Pakistan cricket suffered its worst time during the 2010 tour of England when three players – then captain Salman Butt, Mohammad Amir and Mohammad Asif – were found guilty and handed lengthy bans by the International Cricket Council (ICC).
Although the board, through its education programme and other initiatives, has succeeded in avoiding controversy involving any team member since then, it is looking to adopt a more cautious approach ahead of the last edition of the ICC Champions Trophy that will start on June 6.
Excessive social networking deemed as threat
It is an open secret that despite strict vigilance on communications by the team management, touring players use social networking software excessively to communicate with family and friends.
The players are generally told to avoid unnecessary phone calls and the team management is given transparent records of cell phone usage. This has prompted the players to use softwares such as Skype, Viber and Whatsapp as they feel comfortable while communicating through these means.
However, the use of the software poses threats of possible entrapments for the players leading to unwanted controversies.

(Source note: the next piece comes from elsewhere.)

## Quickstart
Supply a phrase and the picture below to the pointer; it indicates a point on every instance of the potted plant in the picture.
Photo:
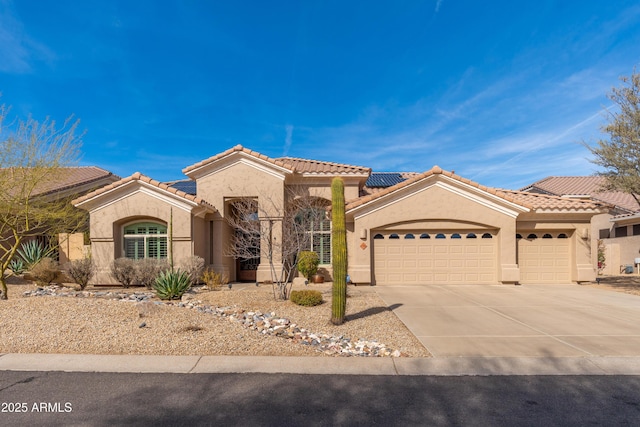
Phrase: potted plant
(308, 262)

An official close to the PCB’s vigilance and security division said the board was aware of the usage of the social networking tools by the players.
“We are confident that they will not embroil in any controversy,” said the official, adding that the players were well aware, thanks to the board’s education programme.
Session lined up to educate about internet menace
Meanwhile, former Test cricketer Wasim Bari, who initiated the board’s education programme after the spot-fixing controversy, said a special session will be arranged for the players before the ICC Champions Trophy to educate them about the downside of using excessive internet on tours.
“We are aware that internet is the safe haven for such approaches,” the board’s director education and training told The Express Tribune. “Our main plan on how to cope with the menace is to arrange special sessions (lectures) before the ICC Champions Trophy in which emphasis will be on the use of internet. I am not in favour of banning the use of laptops for touring players.
“I feel education is the best solution and so far it has given desired results.”
Meanwhile, according to a report in the Daily Express, the board was also considering the use of a special device which can block the use of social networking websites and tools.
Through the same device, activity on internet can also be monitored.
Published in The Express Tribune, March 20th, 2013.